A review of exceptional circumstances marketing authorisations granted by the European Medicines Agency

Marjenberg Z, Teague R, Skeldon G. PMU50 A review of exceptional circumstances marketing authorisations granted by the European Medicines Agency. Value Health 2020;23(Suppl 2):S611

Abstract

Objectives: Certain conditions are so rare that it is not possible to collect comprehensive efficacy and safety data for new therapies. In these situations, or where it is unethical or unfeasible to collect such information, marketing authorization (MA) under exceptional circumstances (EC) may be a pathway to market approval in Europe. This study reviewed therapeutic medicines authorised under EC, and the subsequent health technology assessment (HTA) decisions made in England by the National Institute for Health and Care Excellence (NICE).

Methods: Medicines currently licensed under EC were identified from the EMA website. Data on indication, orphan status, clinical trial design, and post-authorisation obligations were extracted from the European Public Assessment Reports. HTA decisions were identified from the NICE website.

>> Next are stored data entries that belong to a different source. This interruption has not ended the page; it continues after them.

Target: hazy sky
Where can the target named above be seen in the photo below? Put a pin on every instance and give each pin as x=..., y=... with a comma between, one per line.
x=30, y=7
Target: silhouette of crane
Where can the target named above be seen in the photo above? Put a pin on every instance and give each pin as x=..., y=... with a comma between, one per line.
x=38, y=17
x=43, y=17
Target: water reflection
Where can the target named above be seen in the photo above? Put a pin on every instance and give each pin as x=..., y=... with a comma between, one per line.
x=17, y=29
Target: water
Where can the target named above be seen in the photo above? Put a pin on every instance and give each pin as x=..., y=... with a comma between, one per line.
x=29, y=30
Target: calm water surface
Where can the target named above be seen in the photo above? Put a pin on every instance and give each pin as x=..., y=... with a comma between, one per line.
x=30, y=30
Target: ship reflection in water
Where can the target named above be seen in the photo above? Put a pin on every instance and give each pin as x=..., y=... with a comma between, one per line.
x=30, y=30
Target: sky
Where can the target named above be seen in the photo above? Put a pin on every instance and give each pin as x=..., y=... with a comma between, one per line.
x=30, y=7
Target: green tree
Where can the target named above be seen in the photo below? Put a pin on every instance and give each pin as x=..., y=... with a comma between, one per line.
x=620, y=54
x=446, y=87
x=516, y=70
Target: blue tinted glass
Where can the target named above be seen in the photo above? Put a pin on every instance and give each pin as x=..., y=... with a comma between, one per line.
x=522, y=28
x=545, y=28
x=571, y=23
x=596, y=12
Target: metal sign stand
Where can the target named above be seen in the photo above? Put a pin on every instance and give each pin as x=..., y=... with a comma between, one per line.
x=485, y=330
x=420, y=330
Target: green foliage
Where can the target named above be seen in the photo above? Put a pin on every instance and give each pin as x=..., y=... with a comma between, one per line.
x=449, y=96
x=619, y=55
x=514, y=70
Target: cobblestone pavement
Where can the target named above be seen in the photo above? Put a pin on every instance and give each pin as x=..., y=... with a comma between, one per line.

Results: Twenty-eight therapeutic products granted EC authorisation were identified. Five of these were withdrawn: three for commercial reasons by the marketing authorisation holder, one for being unable to provide the additional efficacy and safety data requested, and one for being unable to reproduce clinical efficacy in a further study. The majority were for treatment of genetic disorders (75%) or cancers (14%), and 82% of therapies were designated orphans at the time of MA. At least one randomized controlled trial was included in 54% (15/28) of authorisations as a pivotal clinical trial; 93% of these were placebo controlled. NICE has appraised only 14% (4/28) of the therapies authorised through EC, all of which reached positive decisions, and all of which were for paediatric conditions.

Conclusions: The exceptional circumstances pathway provides an opportunity for the approval of drugs for which applicants cannot reasonably be expected to generate comprehensive efficacy and safety data, such as for very rare genetic disorders. Those drugs assessed by NICE have been approved for use, and several more have NICE guidance currently under development.